Entry IX
Day 20- 13:12
In the dorm
Ah, to steal a line from Dickens, there is no classier beginning for a post. Morale is high here: the heat has abated for the next millennium, I have the afternoon and evening off, and this morning I bought a blue pen, which improved spirits immensely. It's very shiny. In addition to updating this periodically, you can view various photos from my journeys on the Facebook account. Cheerio.
Now that the introduction is concluded, we now take a short jaunt to roughly two weeks ago. That Friday, the I got on a train for the Schwarzwald, the rail lines of the IC leading me farther south, past Baden-Baden, almost to the borders of Switzerland. I disembarked in the Freiburg am Breisgau Hauptbahnhof. There’s something the mass opinions are fond of saying about first impressions; that they’re almost always right most of the time, I think it was. I didn’t bother to muse over whether it applied to Freiburg, but I did find it odd that they permitted the sale of dentist’s torture devices in the middle of the train station. More continental levity here, I presumed.
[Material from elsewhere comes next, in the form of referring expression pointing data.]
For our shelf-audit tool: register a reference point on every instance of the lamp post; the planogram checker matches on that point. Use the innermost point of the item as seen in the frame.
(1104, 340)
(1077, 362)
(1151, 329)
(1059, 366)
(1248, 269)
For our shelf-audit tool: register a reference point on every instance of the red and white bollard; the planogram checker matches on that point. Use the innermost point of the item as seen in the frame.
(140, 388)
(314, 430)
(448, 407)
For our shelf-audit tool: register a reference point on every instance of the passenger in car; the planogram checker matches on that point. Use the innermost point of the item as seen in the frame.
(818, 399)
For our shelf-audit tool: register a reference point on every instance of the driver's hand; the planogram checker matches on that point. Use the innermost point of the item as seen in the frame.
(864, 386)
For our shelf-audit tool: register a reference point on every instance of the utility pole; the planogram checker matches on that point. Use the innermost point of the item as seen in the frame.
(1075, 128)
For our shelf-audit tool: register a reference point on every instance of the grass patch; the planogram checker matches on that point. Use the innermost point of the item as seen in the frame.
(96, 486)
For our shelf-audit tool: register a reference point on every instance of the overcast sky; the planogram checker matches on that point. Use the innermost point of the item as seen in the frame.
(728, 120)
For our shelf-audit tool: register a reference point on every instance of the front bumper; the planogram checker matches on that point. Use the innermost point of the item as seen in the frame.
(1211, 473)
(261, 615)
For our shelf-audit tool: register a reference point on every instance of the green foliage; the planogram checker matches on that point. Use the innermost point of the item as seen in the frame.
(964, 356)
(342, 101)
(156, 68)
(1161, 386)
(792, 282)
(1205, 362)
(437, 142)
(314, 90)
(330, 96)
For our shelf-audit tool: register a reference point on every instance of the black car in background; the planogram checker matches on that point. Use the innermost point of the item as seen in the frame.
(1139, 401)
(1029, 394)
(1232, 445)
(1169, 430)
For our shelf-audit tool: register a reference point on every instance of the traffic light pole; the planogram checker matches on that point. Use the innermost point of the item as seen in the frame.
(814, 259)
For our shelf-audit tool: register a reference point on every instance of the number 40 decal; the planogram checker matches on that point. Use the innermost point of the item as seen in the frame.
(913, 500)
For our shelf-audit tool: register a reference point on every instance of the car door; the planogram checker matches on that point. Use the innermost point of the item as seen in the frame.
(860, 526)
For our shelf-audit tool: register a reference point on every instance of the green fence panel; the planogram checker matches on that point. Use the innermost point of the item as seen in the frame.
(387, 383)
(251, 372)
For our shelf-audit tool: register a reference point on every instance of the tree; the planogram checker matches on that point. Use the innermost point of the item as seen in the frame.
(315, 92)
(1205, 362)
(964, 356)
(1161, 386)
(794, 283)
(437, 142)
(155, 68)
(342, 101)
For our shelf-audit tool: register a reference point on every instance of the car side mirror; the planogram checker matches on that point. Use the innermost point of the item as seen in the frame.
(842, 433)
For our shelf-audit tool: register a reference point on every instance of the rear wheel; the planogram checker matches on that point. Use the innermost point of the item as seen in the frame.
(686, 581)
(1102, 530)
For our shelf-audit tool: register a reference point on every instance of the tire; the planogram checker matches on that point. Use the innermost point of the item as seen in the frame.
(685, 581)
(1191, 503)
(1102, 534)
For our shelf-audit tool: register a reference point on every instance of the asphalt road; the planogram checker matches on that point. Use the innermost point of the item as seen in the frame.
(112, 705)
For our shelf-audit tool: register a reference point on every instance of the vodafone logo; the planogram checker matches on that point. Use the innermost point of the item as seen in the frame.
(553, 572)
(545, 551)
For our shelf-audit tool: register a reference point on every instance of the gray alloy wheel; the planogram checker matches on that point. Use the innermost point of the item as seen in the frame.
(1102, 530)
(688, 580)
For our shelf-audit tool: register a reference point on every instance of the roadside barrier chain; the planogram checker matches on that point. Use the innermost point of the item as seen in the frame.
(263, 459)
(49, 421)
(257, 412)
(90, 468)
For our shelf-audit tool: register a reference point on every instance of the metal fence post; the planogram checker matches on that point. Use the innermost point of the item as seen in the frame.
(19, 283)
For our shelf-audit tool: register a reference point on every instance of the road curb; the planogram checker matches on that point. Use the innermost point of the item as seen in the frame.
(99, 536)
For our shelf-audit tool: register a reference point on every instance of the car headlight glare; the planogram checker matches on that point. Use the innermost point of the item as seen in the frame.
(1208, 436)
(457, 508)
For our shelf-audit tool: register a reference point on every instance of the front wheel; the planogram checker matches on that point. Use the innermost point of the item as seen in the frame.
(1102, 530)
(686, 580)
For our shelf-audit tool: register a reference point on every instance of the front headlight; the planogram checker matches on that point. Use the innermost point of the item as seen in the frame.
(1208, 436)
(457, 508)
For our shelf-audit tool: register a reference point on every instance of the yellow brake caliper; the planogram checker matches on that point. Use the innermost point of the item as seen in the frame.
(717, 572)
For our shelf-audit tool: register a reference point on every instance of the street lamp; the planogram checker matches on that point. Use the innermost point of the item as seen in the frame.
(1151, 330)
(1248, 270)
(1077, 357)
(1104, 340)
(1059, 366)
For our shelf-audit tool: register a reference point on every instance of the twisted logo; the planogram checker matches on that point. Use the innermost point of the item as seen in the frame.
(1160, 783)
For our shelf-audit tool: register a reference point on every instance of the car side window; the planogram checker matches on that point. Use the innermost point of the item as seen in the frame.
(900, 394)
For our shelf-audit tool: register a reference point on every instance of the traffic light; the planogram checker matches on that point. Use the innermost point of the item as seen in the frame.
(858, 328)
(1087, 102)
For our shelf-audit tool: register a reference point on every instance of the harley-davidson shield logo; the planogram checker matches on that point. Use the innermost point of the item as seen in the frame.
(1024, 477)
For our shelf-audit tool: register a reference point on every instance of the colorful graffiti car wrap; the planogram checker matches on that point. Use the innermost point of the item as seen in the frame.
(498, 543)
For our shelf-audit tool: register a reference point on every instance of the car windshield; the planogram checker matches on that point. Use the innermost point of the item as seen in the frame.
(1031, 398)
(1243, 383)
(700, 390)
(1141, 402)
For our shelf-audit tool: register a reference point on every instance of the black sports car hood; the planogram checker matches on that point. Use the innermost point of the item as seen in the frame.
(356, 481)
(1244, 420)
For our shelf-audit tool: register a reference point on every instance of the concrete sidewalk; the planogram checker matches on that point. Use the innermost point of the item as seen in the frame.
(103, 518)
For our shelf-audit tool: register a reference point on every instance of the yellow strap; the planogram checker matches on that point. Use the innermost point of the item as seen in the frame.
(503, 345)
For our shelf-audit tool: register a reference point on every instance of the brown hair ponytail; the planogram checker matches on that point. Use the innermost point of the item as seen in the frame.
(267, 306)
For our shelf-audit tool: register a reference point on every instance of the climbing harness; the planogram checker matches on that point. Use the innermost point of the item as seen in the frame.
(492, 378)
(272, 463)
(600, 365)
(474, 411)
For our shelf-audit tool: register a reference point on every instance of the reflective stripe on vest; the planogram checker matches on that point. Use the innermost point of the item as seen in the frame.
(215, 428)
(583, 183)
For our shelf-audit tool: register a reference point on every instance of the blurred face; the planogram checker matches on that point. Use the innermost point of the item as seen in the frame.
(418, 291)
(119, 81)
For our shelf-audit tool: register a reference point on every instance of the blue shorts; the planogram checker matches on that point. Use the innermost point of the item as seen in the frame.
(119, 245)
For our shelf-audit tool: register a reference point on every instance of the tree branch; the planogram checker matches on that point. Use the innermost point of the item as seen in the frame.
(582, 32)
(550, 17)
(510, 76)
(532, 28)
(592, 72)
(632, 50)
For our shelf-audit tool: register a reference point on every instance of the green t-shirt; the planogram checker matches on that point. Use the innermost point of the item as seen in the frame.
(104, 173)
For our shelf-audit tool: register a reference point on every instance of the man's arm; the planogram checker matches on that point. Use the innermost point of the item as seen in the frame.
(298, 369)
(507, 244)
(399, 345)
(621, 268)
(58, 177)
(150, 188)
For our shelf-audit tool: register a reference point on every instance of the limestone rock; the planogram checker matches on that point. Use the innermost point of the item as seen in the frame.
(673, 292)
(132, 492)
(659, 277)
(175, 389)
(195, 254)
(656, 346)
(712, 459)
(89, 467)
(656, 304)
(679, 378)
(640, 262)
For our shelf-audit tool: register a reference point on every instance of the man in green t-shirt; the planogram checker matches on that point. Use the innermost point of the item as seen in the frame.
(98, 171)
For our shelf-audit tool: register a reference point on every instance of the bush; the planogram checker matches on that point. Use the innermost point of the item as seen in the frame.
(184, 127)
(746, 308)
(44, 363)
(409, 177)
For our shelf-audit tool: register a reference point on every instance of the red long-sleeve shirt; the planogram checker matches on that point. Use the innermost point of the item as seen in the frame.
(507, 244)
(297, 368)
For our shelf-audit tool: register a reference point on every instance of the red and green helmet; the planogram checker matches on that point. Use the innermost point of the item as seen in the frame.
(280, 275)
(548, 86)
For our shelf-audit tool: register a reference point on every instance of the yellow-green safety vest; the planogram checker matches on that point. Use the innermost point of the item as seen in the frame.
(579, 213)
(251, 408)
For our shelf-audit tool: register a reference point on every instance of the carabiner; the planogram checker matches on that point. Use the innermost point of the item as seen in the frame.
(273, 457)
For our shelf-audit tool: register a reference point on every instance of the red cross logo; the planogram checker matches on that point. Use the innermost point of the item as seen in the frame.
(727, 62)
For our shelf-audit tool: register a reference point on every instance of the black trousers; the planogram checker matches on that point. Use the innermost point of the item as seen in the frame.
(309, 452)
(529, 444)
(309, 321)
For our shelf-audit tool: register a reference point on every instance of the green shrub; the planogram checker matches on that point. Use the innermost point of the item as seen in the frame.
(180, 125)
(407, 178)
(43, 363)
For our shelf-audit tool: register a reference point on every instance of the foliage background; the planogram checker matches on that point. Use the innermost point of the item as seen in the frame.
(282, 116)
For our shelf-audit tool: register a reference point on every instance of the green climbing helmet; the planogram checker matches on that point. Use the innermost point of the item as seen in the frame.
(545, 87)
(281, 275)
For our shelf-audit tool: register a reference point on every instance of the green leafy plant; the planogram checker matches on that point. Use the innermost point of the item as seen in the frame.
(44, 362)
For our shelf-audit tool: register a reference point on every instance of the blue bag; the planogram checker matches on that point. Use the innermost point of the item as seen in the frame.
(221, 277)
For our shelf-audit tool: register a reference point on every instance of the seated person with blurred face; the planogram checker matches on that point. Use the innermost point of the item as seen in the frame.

Exiting the station, I quickly legged it up to the tram stop, the frigid wind snapping at my light anorak. I noticed later on my way to the hostel that the tall buildings that lined most of the streets shielded me for the most part, but that I would need a heavier jacket than my present one if this ghastly weather were to continue.
I found my lodgings, the Black Forest Hostel, shortly after exiting the Strassenbahn, and checked in. The hostel is situated at the base of the Schlossberg, the mountain that formed their alpine backyard. It was quiet and still inside for the most part: either the guests were still asleep or gone out for the day. After stashing my possessions in an empty locker, I set out to wander around, and also to search for a new jacket.
Now then, to the jacket. As I have mentioned to almost everyone in our group, the Germans know how to make better jackets than the Americans. If you study their clothing, it has overt similarities to military dress and style, one of the things I liked about it. Therefore, it comes as no surprise that I spent nearly the entire afternoon looking for a jacket: there was a wide selection, and it was raining. I suppose, bondless from any rendezvous, free from any group with me, I might have been a little absorbed in my search. Everyone else had gone to Amsterdam for the weekend, for obvious carnal reasons which I naturally eschewed. Regardless, I emerged from the ESPIRIT store in Freiburg, clad in new threads, and with the sun shining brightly down upon me. It didn't get below 80 for the rest of the weekend. Blasted ruffians.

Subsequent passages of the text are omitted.